設備は年季が入っていたが、広さのわりに格安だった。
最初の一週間は何の問題もなかった。
だが、それはアラームが鳴った日から始まった。
その日、Kさんは寝不足だった。
ベッドに倒れこむようにして眠ったのに、突然、けたたましいアラーム音で目が覚めた。
「…うるさい…なんだよ…」
時計を見ると、「午前4時44分」。
だがKさんは、その時間に目覚ましを設定した覚えがない。
スマホのアラームは鳴っていない。
だというのに、ベッド脇のアナログ時計が鳴っている。
不思議に思いながらもアラームを止め、再び眠りについた。
しかしその翌日も、また翌々日も決まって午前4時44分に目が覚める。
しかもその時間になると、部屋の空気がやたらと重くなる。
布団の中にいるのに妙に背中が冷える。
何かが自分を上から覗き込んでいるような気配すらある。
気味が悪くなったKさんは、ついに時計を処分した。
それでも4時44分に目が覚める現象は続いた。
ある日、Kさんは目を覚ました後、どうしても見られている気配の正体を確かめたくなった。

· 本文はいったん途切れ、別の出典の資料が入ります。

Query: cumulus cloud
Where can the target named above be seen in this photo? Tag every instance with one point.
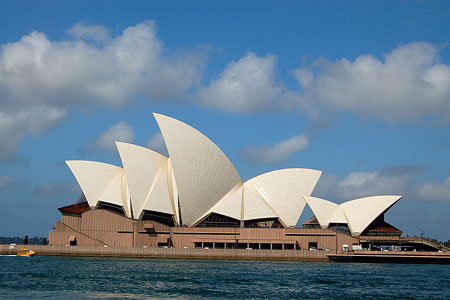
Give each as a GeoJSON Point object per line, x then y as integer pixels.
{"type": "Point", "coordinates": [278, 152]}
{"type": "Point", "coordinates": [246, 86]}
{"type": "Point", "coordinates": [41, 79]}
{"type": "Point", "coordinates": [90, 32]}
{"type": "Point", "coordinates": [156, 142]}
{"type": "Point", "coordinates": [408, 84]}
{"type": "Point", "coordinates": [435, 190]}
{"type": "Point", "coordinates": [121, 132]}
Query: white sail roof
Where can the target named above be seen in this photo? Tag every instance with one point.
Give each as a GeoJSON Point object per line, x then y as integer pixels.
{"type": "Point", "coordinates": [203, 173]}
{"type": "Point", "coordinates": [93, 178]}
{"type": "Point", "coordinates": [358, 213]}
{"type": "Point", "coordinates": [159, 199]}
{"type": "Point", "coordinates": [283, 190]}
{"type": "Point", "coordinates": [363, 211]}
{"type": "Point", "coordinates": [141, 166]}
{"type": "Point", "coordinates": [255, 207]}
{"type": "Point", "coordinates": [323, 209]}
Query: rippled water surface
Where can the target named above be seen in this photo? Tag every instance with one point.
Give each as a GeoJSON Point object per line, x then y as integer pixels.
{"type": "Point", "coordinates": [122, 278]}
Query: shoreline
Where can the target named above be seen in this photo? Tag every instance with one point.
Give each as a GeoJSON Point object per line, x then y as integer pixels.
{"type": "Point", "coordinates": [234, 254]}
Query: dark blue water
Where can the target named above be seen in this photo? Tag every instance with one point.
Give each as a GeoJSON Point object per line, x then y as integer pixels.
{"type": "Point", "coordinates": [121, 278]}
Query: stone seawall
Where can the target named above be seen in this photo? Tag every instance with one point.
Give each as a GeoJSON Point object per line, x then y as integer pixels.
{"type": "Point", "coordinates": [186, 253]}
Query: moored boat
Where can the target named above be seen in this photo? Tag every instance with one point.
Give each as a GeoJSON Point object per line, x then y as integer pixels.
{"type": "Point", "coordinates": [26, 252]}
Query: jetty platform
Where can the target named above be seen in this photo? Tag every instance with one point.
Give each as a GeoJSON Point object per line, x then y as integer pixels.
{"type": "Point", "coordinates": [235, 254]}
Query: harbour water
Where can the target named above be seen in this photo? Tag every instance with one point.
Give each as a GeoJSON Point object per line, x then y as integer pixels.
{"type": "Point", "coordinates": [46, 277]}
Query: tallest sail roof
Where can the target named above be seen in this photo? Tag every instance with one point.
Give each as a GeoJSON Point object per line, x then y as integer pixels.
{"type": "Point", "coordinates": [204, 173]}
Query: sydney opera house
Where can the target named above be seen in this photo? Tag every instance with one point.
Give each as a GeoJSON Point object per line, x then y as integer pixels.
{"type": "Point", "coordinates": [195, 198]}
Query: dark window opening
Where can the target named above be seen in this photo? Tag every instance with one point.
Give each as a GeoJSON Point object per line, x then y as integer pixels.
{"type": "Point", "coordinates": [253, 246]}
{"type": "Point", "coordinates": [230, 245]}
{"type": "Point", "coordinates": [312, 245]}
{"type": "Point", "coordinates": [265, 246]}
{"type": "Point", "coordinates": [219, 245]}
{"type": "Point", "coordinates": [339, 227]}
{"type": "Point", "coordinates": [277, 246]}
{"type": "Point", "coordinates": [217, 220]}
{"type": "Point", "coordinates": [263, 223]}
{"type": "Point", "coordinates": [288, 246]}
{"type": "Point", "coordinates": [162, 218]}
{"type": "Point", "coordinates": [111, 207]}
{"type": "Point", "coordinates": [208, 245]}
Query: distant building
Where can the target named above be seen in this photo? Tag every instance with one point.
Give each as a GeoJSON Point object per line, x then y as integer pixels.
{"type": "Point", "coordinates": [196, 198]}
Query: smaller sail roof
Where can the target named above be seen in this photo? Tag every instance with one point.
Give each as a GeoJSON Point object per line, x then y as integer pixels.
{"type": "Point", "coordinates": [94, 178]}
{"type": "Point", "coordinates": [358, 213]}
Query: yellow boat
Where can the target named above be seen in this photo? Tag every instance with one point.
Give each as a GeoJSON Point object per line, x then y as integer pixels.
{"type": "Point", "coordinates": [26, 252]}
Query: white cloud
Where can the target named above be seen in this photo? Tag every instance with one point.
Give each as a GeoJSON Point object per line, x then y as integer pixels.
{"type": "Point", "coordinates": [37, 74]}
{"type": "Point", "coordinates": [16, 123]}
{"type": "Point", "coordinates": [156, 143]}
{"type": "Point", "coordinates": [121, 132]}
{"type": "Point", "coordinates": [409, 84]}
{"type": "Point", "coordinates": [278, 152]}
{"type": "Point", "coordinates": [90, 32]}
{"type": "Point", "coordinates": [246, 86]}
{"type": "Point", "coordinates": [400, 180]}
{"type": "Point", "coordinates": [435, 190]}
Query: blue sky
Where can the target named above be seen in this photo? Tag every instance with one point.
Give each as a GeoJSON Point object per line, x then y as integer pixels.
{"type": "Point", "coordinates": [357, 89]}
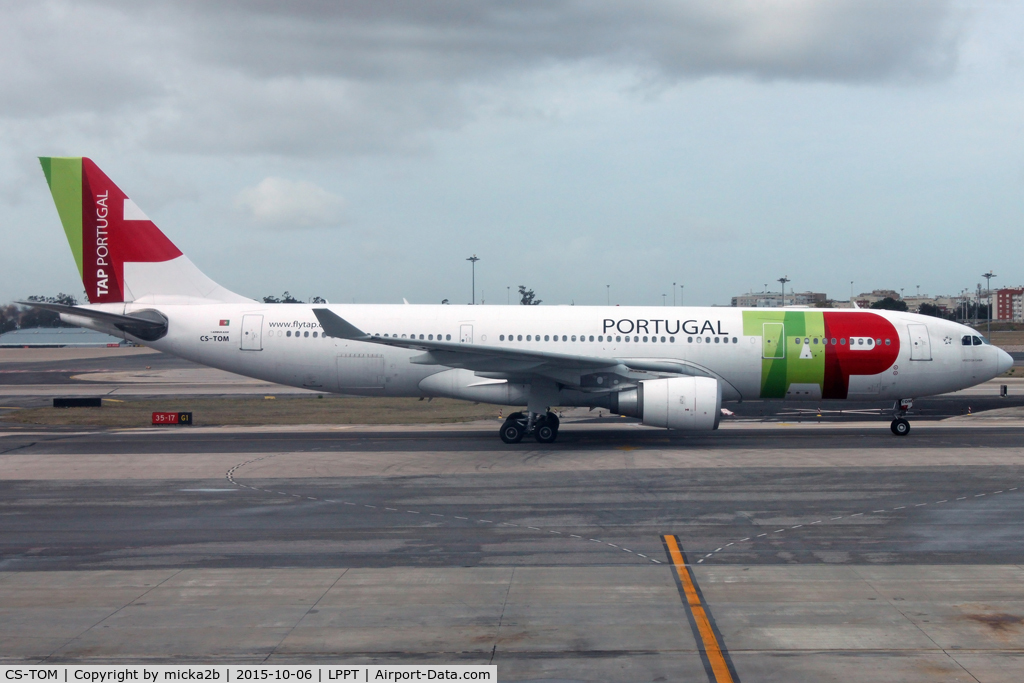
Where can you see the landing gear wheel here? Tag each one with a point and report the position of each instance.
(900, 427)
(544, 432)
(512, 431)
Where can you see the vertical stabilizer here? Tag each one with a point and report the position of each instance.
(121, 255)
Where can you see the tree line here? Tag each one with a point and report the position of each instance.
(13, 316)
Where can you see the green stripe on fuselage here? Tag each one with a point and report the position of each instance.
(64, 175)
(777, 374)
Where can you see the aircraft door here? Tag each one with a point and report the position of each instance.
(921, 345)
(773, 341)
(252, 333)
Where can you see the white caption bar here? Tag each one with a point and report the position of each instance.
(237, 673)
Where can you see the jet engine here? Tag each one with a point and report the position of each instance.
(678, 402)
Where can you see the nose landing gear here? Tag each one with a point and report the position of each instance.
(899, 425)
(543, 427)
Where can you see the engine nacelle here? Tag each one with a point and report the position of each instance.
(680, 402)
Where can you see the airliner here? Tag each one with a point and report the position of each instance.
(672, 368)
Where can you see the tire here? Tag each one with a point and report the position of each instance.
(512, 432)
(900, 427)
(544, 432)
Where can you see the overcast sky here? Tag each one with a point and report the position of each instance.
(363, 151)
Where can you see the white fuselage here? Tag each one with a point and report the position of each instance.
(284, 343)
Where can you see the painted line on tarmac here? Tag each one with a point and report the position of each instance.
(718, 664)
(860, 514)
(229, 476)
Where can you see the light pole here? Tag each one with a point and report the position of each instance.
(473, 259)
(988, 290)
(783, 281)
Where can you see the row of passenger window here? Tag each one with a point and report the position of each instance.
(619, 338)
(854, 341)
(424, 337)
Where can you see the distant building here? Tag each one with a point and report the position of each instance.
(774, 299)
(1009, 304)
(865, 299)
(55, 337)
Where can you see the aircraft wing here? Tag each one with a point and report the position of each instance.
(505, 363)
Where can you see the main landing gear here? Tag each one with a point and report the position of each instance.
(543, 427)
(899, 425)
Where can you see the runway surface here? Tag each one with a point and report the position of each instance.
(816, 552)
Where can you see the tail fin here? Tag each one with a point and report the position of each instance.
(121, 255)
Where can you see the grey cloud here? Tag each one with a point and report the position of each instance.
(369, 40)
(313, 78)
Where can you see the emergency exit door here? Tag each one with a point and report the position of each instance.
(773, 341)
(252, 333)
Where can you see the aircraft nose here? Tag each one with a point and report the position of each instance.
(1006, 361)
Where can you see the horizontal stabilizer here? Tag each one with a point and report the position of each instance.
(335, 326)
(145, 325)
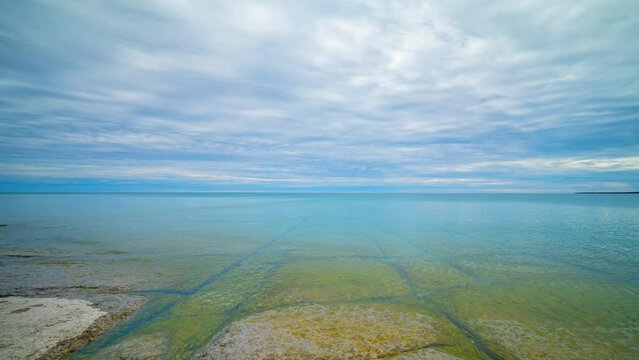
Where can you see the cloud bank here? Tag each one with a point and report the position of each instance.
(388, 95)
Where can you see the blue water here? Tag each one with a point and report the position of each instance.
(519, 275)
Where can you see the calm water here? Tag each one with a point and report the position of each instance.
(513, 276)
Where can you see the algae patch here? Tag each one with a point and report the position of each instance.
(329, 281)
(328, 332)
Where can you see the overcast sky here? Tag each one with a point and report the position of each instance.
(462, 96)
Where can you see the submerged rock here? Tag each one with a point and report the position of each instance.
(143, 347)
(330, 332)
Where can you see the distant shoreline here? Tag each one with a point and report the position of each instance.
(608, 192)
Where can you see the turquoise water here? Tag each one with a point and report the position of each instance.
(506, 276)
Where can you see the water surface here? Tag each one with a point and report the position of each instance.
(506, 276)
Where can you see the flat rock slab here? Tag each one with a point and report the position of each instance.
(330, 332)
(32, 326)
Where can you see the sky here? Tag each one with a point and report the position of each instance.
(398, 96)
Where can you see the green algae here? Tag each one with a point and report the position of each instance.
(330, 280)
(323, 332)
(570, 319)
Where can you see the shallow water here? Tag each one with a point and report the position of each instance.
(502, 276)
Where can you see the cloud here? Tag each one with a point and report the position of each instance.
(394, 93)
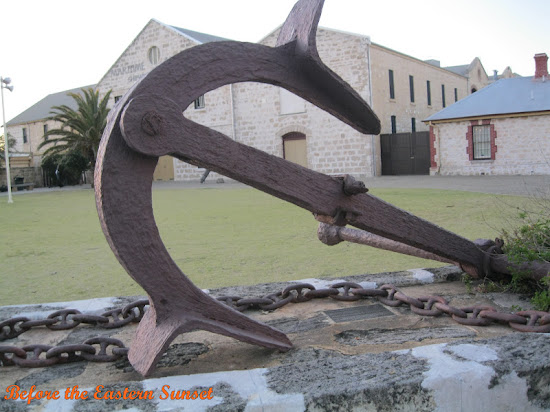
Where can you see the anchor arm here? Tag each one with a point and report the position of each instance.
(313, 191)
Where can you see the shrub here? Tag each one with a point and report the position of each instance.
(66, 168)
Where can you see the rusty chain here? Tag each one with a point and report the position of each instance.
(96, 349)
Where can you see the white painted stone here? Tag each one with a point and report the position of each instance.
(463, 385)
(87, 305)
(250, 385)
(319, 283)
(368, 285)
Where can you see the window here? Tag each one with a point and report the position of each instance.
(481, 137)
(481, 140)
(392, 89)
(154, 55)
(199, 103)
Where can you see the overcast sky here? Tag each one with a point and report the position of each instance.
(48, 46)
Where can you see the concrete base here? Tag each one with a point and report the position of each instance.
(344, 359)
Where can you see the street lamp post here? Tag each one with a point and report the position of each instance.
(4, 82)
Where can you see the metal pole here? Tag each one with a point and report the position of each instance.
(6, 149)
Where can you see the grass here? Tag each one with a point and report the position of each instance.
(53, 248)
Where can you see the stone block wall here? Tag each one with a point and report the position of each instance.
(521, 146)
(403, 66)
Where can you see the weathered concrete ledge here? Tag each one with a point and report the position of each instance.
(388, 359)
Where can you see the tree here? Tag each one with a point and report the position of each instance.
(81, 129)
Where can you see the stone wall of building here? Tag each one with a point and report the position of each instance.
(521, 146)
(35, 136)
(403, 66)
(140, 58)
(263, 114)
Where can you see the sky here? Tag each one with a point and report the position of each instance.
(49, 46)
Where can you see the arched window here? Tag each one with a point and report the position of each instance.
(154, 55)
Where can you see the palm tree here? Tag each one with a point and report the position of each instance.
(81, 129)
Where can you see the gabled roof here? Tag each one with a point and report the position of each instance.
(462, 69)
(41, 110)
(505, 96)
(197, 36)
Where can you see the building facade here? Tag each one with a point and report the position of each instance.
(402, 91)
(502, 129)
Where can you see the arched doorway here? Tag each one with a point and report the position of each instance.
(295, 148)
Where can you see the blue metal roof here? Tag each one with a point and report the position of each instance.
(199, 37)
(506, 96)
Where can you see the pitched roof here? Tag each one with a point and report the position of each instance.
(41, 110)
(462, 69)
(505, 96)
(197, 36)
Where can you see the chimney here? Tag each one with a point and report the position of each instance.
(541, 65)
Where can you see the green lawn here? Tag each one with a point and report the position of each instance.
(53, 248)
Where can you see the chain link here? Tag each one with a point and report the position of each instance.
(96, 349)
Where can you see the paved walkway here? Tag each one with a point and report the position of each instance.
(506, 185)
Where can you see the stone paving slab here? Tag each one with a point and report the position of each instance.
(347, 356)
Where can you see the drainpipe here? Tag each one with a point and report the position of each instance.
(436, 134)
(233, 127)
(369, 68)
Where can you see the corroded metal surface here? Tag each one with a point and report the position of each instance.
(148, 123)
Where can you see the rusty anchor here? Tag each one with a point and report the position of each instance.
(148, 123)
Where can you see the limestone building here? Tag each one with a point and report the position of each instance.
(401, 89)
(502, 129)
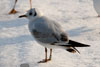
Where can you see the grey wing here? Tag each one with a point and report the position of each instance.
(49, 31)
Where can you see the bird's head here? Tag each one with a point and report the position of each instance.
(31, 14)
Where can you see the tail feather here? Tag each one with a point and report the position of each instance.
(76, 44)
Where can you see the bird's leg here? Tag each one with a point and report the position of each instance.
(50, 55)
(30, 4)
(13, 11)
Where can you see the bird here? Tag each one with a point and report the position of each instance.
(96, 4)
(49, 34)
(13, 10)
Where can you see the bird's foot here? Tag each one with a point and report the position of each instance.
(13, 11)
(44, 61)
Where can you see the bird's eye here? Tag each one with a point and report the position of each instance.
(30, 13)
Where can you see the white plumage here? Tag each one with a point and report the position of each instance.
(49, 33)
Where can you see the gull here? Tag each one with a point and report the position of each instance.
(49, 34)
(96, 4)
(13, 11)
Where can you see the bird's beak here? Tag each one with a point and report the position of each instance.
(22, 16)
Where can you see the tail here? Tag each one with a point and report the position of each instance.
(76, 44)
(73, 44)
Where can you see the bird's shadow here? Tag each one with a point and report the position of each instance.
(78, 31)
(28, 65)
(12, 23)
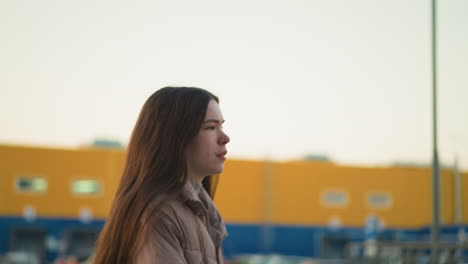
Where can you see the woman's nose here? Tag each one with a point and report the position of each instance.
(224, 139)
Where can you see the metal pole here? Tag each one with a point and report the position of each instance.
(435, 232)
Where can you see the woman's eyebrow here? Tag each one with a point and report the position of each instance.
(214, 121)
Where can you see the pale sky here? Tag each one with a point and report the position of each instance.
(350, 79)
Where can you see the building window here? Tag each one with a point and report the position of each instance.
(31, 184)
(379, 200)
(334, 198)
(86, 187)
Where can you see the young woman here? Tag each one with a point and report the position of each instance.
(163, 210)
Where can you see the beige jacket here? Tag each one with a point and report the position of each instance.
(189, 233)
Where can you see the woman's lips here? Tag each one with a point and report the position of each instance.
(222, 155)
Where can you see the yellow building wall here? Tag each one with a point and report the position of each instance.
(248, 191)
(464, 182)
(59, 167)
(299, 185)
(240, 189)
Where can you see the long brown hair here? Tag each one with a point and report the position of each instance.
(155, 168)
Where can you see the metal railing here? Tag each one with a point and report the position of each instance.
(406, 252)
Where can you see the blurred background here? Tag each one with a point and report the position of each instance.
(327, 103)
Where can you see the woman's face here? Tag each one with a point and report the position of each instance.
(206, 153)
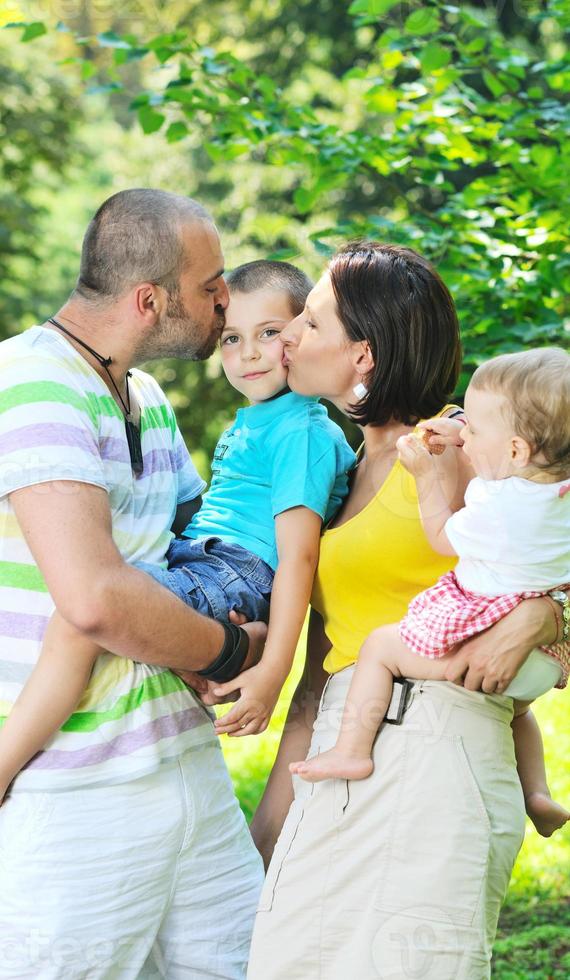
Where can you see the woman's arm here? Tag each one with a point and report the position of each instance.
(295, 741)
(489, 661)
(441, 480)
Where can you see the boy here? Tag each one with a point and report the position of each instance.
(278, 472)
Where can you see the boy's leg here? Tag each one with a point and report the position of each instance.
(382, 657)
(214, 577)
(208, 921)
(546, 815)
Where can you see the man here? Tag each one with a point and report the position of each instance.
(123, 852)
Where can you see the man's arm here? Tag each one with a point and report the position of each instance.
(67, 526)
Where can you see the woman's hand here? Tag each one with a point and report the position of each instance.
(489, 661)
(415, 457)
(442, 431)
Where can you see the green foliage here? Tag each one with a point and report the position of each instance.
(441, 136)
(38, 118)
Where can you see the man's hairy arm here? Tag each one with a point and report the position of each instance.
(67, 526)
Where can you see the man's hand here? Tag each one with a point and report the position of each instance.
(489, 661)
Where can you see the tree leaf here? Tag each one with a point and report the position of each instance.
(33, 30)
(493, 84)
(150, 120)
(372, 8)
(434, 56)
(176, 131)
(424, 21)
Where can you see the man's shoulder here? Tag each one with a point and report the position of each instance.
(31, 358)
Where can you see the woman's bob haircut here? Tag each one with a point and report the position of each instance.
(395, 300)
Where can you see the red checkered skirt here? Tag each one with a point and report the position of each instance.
(446, 614)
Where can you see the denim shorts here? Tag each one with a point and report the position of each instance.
(215, 577)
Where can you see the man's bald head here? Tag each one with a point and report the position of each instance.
(136, 236)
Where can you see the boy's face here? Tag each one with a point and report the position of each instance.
(251, 347)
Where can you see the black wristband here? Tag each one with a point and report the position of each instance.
(230, 660)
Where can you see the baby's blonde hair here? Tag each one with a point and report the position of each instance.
(536, 386)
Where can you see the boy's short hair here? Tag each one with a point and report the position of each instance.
(267, 274)
(536, 386)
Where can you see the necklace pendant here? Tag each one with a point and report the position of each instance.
(135, 447)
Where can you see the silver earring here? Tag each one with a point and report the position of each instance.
(360, 390)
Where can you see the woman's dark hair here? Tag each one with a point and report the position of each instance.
(394, 299)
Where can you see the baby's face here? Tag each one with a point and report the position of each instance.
(488, 437)
(251, 346)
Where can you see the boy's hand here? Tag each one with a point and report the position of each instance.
(440, 433)
(414, 456)
(259, 691)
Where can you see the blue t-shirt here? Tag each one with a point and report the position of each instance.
(278, 454)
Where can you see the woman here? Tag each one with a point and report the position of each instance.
(401, 874)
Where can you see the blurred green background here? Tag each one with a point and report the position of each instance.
(444, 126)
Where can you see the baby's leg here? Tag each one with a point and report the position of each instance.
(49, 696)
(546, 815)
(382, 657)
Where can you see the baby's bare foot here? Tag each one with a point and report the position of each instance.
(546, 815)
(333, 765)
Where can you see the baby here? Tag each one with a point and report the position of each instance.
(512, 538)
(277, 473)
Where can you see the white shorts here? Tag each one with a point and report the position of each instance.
(157, 877)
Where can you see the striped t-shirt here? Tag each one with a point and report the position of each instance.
(58, 421)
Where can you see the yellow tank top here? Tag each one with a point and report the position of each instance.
(372, 566)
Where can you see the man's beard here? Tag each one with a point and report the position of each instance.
(178, 335)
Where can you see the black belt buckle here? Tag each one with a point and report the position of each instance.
(399, 702)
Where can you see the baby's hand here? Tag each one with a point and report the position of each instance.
(414, 456)
(439, 433)
(250, 715)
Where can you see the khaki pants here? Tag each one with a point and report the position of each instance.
(402, 874)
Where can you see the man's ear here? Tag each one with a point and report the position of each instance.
(149, 301)
(364, 361)
(521, 452)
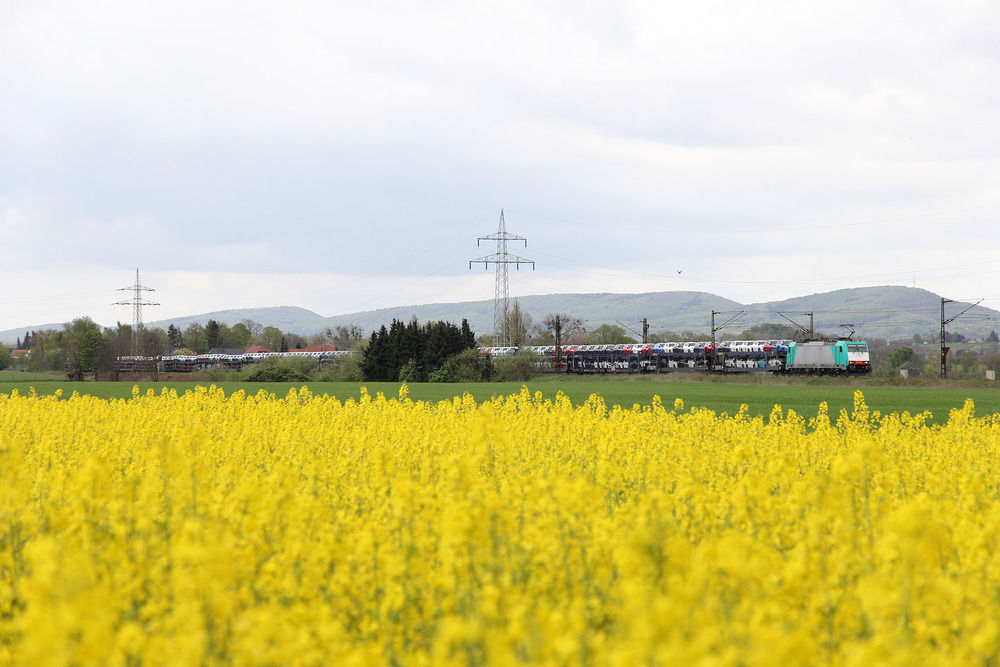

部屋の電気をつけカーテンを開け、鏡を確認しクローゼットの中まで調べた。
けれど何も見つからない。
ただ部屋の壁の一部、ベッドの枕元の横に小さな丸い跡を2つ見つけた。
壁紙が僅かに盛り上がっており、よく見ると人の目のような大きさに見える。
まるでその裏から「誰か」がこちらを覗いていたかのように━━。
ぞっとしたKさんは、翌日管理会社に連絡を入れた。
内装業者を呼んで壁を剥がしてもらったが、中から出てきたのは断熱材と古びた配線だけ。
「よくある結露の跡ですよ」
そう言われてしまい、結局は取り合ってもらえなかった。
だがその夜、Kさんが眠っていると再びアラームが鳴った。
もう捨てたはずの、あのアナログ時計の音。
「おかしい、ないはずなのに…」
目を開けた瞬間、部屋の照明がつき、壁に浮かび上がった黒い影と目が合った。
枕の横にあるあの跡からじっと見ていた。
それからKさんは引っ越したが、どこに住んでも必ず午前4時44分になると目が覚めるようになってしまった。
そして最近では鏡の中にも、それが映るようになってきたという。